La nascita di un dono nuziale in stile Neorinascimentale di Villa Camilla
L’origine di Villa Camilla risale al 1895, quando Augusto Pesenti, esponente della celebre dinastia legata all’industria del cemento, decise di edificare una residenza monumentale. Egli concepì la villa come un sontuoso regalo di nozze per la sua sposa, Camilla Donadoni, battezzando la dimora con il nome della donna amata. Il progetto portava la firma dell’architetto Virginio Muzio, il quale disegnò un edificio che fondeva l’eleganza del neorinascimentale con le innovazioni tecniche dell’epoca. Pesenti utilizzò la costruzione della propria casa come un vero e proprio manifesto pubblicitario per la sua azienda, impiegando il cemento Portland per realizzare non solo le parti strutturali, ma anche i delicati fregi e le decorazioni che solitamente richiedevano l’uso della pietra.

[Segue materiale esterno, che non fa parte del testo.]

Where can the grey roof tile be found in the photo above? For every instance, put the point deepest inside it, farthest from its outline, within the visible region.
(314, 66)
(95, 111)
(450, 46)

Inizialmente la villa presentava una forma cubica e compatta, ma la rapida crescita della famiglia spinse i proprietari a richiedere ampliamenti significativi nei primi anni del Ventesimo secolo. Gli interventi successivi aggiunsero due imponenti ali laterali e un terzo piano, arricchendo la facciata con torrette ottagonali e bow-window di gusto eclettico. Questi elementi trasformarono la dimora in un labirinto di saloni affrescati, serre in stile orientale e scalinate scenografiche, rendendo Villa Camilla una delle residenze più ammirate dell’intera provincia di Bergamo.